De son côté, Oticon Medical participe à des travaux réalisés par l’équipe lilloise du Pr Christophe Vincent (avec Philippine Toulemonde) et l’unité Systèmes avancés de délivrance de principes actifs de l’Inserm. Dans une étude récente, ces scientifiques ont mis au point une technique d’imagerie non invasive (sans dissection) permettant d’observer la fibrose due à une implantation cochléaire [3]. « C’est important car sans cela, les traumatismes générés par la dissection peuvent être faussement interprétés comme de la fibrose ou de la perte cellulaire », explique Philippine Toulemonde. Cette technique a permis de montrer, sur quelques animaux, une réduction de la fibrose à dix semaines avec la dexaméthasone.
Essais cliniques en cours
Cet été, MED-EL a de son côté annoncé avoir lancé des essais cliniques en juin 2020 avec son porte-électrodes à élution de dexaméthasone baptisé DEXEL [4]. Ils sont menés par le Pr Thomas Lenarz, à la faculté de médecine d’Hanovre (Allemagne). « L'implant à élution de dexaméthasone ressemble à l'implant actuel augmenté de huit anneaux contenant le médicament, placés entre les contacts électriques, le long du porte-électrodes », décrit Teresa Melchionna. Une fois l’implant inséré dans la cochlée, le corticoïde est libéré dans la rampe tympanique de façon passive. « La dexaméthasone est progressivement éluée lorsque l'implant baigne dans la périlymphe, poursuit la chercheuse. La dose thérapeutique (la quantité efficace de médicament) et la fenêtre thérapeutique (la durée de l’élution) ont été établies par des recherches approfondies puis traduites pour un usage humain. » La fin de ces essais est estimée à avril 2022 [5], mais le fabricant ne se prononce par encore sur la date de sortie d’un produit commercialisable.
L’implant de demain
Par ailleurs, la dexaméthasone n’est pas la seule molécule testée avec l’objectif de réduire la fibrose et préserver l’audition résiduelle. En partenariat avec Cochlear, Sensorion est sur le point de lancer des essais cliniques également, avec son candidat médicament SENS-401 dont la molécule active est l’arazasétron [6]. « Ce composé appartient à la famille des sétrons, dont certains sont commercialisés pour leurs propriétés antiémétiques (contre les nausées) dans le cadre de chimiothérapie, détaille Géraldine Honnet, directrice médicale chez Sensorion. Mais l’arazasétron a été sélectionnée car elle dispose en plus d’une propriété anti-apoptotique. En préclinique, nous avons déjà des données d’efficacité de ce composé pour la préservation de l’audition face à des ototoxiques comme le cisplatine et pour traiter des surdités brusques ou neurosensorielles. Nous avons également obtenu des résultats positifs dans le cadre de l’insertion d’un implant, sur deux modèles animaux, notamment en ce qui concerne l’impédancemétrie. »

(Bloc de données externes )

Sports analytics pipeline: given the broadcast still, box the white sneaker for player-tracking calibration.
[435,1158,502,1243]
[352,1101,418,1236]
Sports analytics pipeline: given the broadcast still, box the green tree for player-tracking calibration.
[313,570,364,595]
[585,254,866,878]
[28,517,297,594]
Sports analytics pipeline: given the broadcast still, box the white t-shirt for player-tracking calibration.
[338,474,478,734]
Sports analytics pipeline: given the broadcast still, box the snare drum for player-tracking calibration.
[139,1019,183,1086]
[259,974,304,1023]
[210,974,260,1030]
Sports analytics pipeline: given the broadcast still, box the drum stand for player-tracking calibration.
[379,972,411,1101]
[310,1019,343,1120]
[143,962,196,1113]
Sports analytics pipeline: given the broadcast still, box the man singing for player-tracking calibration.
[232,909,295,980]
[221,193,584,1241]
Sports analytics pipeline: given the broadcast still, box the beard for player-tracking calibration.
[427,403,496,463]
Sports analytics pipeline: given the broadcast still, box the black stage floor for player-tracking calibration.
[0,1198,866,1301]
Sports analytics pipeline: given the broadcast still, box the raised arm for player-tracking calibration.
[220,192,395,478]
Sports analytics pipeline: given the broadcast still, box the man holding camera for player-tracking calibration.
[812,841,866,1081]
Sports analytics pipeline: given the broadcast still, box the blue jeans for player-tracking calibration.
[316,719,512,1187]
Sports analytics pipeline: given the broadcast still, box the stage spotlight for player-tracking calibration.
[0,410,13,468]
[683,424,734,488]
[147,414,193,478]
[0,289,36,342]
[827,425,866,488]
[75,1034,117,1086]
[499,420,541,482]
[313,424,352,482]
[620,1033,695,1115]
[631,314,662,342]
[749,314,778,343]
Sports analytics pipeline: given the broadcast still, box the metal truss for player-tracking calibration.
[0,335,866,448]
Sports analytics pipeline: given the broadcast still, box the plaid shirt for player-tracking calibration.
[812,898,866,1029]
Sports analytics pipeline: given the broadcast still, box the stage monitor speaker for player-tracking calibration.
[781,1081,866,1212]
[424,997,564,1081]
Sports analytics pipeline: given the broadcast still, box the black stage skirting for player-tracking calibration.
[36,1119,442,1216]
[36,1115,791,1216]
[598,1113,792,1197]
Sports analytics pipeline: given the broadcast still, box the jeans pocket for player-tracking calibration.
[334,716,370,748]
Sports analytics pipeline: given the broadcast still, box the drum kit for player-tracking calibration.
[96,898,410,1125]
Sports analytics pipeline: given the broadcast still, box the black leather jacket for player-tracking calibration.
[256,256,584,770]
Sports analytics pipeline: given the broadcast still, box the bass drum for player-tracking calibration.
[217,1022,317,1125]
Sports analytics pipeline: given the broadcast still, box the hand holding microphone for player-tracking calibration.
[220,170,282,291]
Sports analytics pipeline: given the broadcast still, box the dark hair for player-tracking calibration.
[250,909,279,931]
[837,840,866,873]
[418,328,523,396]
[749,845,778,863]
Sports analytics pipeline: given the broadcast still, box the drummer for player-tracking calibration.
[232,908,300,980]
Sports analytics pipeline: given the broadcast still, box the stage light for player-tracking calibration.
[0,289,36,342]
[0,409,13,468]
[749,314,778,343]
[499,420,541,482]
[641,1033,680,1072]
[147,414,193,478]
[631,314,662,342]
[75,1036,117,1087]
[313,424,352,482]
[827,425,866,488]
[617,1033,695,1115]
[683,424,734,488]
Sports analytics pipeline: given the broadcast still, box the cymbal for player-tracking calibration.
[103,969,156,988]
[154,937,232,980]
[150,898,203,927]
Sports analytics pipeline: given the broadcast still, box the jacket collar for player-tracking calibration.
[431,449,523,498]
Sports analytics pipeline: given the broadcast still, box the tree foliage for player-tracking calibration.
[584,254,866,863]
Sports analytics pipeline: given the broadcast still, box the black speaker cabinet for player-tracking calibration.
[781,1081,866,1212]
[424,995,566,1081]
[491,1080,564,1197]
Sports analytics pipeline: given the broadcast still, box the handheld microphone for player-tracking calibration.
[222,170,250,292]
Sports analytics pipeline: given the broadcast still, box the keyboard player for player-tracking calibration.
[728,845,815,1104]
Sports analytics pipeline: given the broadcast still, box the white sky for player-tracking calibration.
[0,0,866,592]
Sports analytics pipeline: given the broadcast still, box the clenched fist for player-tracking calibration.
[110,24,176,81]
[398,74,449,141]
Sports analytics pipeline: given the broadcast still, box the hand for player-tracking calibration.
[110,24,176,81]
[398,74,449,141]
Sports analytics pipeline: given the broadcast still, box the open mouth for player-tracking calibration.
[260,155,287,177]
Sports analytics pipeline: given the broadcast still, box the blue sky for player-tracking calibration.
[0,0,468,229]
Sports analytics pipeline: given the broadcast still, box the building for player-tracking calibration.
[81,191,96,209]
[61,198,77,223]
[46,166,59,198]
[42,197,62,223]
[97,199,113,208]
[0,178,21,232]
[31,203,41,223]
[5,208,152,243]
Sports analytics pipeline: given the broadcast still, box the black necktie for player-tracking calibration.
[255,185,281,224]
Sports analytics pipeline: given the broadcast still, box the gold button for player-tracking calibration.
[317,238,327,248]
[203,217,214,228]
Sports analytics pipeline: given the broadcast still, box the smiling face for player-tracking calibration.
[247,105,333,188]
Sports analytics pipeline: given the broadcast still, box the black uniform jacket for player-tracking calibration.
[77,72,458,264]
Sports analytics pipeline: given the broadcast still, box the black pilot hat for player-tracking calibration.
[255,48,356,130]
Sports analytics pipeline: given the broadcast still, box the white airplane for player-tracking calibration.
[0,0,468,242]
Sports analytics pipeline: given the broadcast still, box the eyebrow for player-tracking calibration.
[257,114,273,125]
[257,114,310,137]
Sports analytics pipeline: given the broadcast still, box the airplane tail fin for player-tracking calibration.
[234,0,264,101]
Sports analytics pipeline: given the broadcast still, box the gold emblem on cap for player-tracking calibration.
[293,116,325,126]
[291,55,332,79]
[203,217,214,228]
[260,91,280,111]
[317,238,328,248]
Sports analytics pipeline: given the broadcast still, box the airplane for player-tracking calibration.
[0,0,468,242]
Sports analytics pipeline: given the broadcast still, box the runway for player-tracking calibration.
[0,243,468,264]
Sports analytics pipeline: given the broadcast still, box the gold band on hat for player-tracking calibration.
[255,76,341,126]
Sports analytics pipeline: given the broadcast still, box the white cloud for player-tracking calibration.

Sensorion et Cochlear conjuguent ainsi leurs efforts pour tenter de mettre au point un implant à élution de SENS-401. « Pour l'étude de preuve de concept, que nous allons lancer sur un petit nombre de patients, le SENS-401 est encore délivré oralement, explique Géraldine Honnet. Lors de la pose de l’implant, les OR L vont prélever de la périlymphe afin de mesurer les concentrations de SENS-401. L’objectif est ainsi d’en déduire la dose à introduire dans l’implant à élution. » Si les résultats sont concluants, des essais de phase 2 pourront alors débuter. Comme MED-EL, Sensorion ne veut pas s’avancer sur une date de disponibilité d’un tel produit. Mais il est évident que ces avancées technologiques seront proposées aux patients dans un futur proche.